Hizbullah Genel Sekreter Yardımcısı Şeyh Naim Kasım, 15 Mayıs seçimlerinden sonra Direniş’in parlamentodaki desteğinin azalmadığını açıkladı.
YDH- El Menar televizyonuna demeç evren Hizbullah Genel Sekreter Yardımcısı Şeyh Naim Kasım, Hizbullah’ın müttefikleriyle olan ilişkisinin sadece seçim dönemleriyle sınırlı olmadığını müttefiklerle her zaman işbirliği içinde olduklarını söyledi.
Şeyh Nasim Kasım, Hizbullah ve müttefiklerinin parlamentoda çoğunluğu sağlayamadığına dair yorumlar üzerine, “Bizim parlamento çoğunluğunu elde etmek gibi bir çabamız yok. 14 Martçılar, önceki seçimde 47 sandalyeye sahipti; şu an 36 sandalye kazanabildiler. Bu, açık bir gerilemedir” dedi.
Lübnan parlamentosunda Direniş’e verilen destekte herhangi bir azalma olmadığını belirten Şeyh Naim Kasım, “Eğer parlamento, İsrail’e karşı kim Direniş’ten yana diye sınıflandırılacak olursa şu an 77 milletvekili düşmana karşı Direniş’ten yanadır” diye konuştu.
Hizbullah’ın bağımsız ılımlı milletvekilleriyle ve yabancı elçiliklerle ilişkisi olmayan sivil toplum kuruluşlarıyla ilişkisinin bulunduğunu belirten Şeyh Naim Kasım, “Biz Hizbullah olarak 17 Ekim Hareketi’nden yabancı elçiliklerle ilişkili olmayan hiç kimseye karşı çıkmadık.

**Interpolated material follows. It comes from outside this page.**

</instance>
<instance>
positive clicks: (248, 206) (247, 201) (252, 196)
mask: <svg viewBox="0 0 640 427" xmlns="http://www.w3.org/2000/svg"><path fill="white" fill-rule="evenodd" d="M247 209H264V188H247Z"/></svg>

Derdini söylemek herkesin hakkıdır” dedi.
Saad Hariri liderliğindeki el-Mustakbel partisi üyesi olan dönemin İletişim Bakanı Muhammed Şukayr’ın, Whatsapp uygulamasından vergi alma kararı üzerine 17 Ekim 2019’da protesto gösterileri başlamış ve bu gösterilere öncülük eden sivil toplum kuruluşları da hükümeti istifaya çağırmıştı.
Hizbullah, ekonomik yolsuzlukların ve hizmet yetersizliklerinin protesto edilmesinin bir hak olduğunu belirtmiş; ancak hükümetin istifasına karşı olduğunu açıklamıştı.
Lübnan’da yeni bir hükümetin kurulmasının aylar sürdüğüne dikkat çeken Hizbullah, hükümetin istifa etmesi halinde şikayet edilen sorunları çözecek bir merci kalmayacağını belirtmiş ve düzenlenen gösterilerle hükümet üzerinde baskı kurarak şikayet edilen sorunların çözülmesini sağlamanın daha akılcı bir yol olduğunu savunmuştu.
Ancak Hizbullah’ın bu çabasına rağmen Başbakan Saad Hariri istifa etmiş, Semir Caca liderliğindeki Lübnan Kuvvetleri partisi ile Velid Canbolat liderliğindeki İlerici Sosyalist parti de kabinedeki bakanlarını çekmiş ve hükümetin düşmesi, ekonomik krizin daha da derinleşmesine neden olmuştu.